ただ、映画やドラマでは「悪い人」が登場して悪いことをする場面が描かれることは異常なことでもなんでもないのに、CM に「悪い人」が出てくると感情的になって「見識を疑う」のはやはりおかしいのではないでしょうか。まるで CM に出てくる人物の言動がすべてその企業の考えであると錯覚しているかのようです。

いや、CM は映画やドラマとは違うという考えもあるでしょう。また、その上司に対する主人公の反発の方向も結局は上司と同じ穴のムジナではないかという意見もあるでしょう(これは私も若干そう思います)。たとえそうであったとしても「良くない考え・間違っている人・遅れている価値観」を数に頼った圧力で表舞台から消して反省させようという動きには明確にNOと言いたいです。それは、然るべき権威が「これはこうあるべき」と明言した範囲から外れているものに石を投げる人たちがやっていることと寸分たがわぬ行動だと私は考えます。
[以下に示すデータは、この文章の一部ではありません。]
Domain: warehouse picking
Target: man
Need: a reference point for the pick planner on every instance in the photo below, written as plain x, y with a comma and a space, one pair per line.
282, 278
そういう人は「加害者は被害者が納得する方法で謝るのが当然である」と思っているかのように振る舞う傾向があるような気がします。謝罪の方法が自分の意にそぐわない場合には、謝罪した側に100%非があるかのように抗議をするのはそのためではないでしょうか。もちろん被害に対する保証はされるべきですが、そのことは決して「被害者は被害者であることを以って善である」という意味ではありません。この「被害者は正しい」という風潮は、ミスのあった店員さんに土下座させる客の行動原理となっている大変危険な考えであると思います。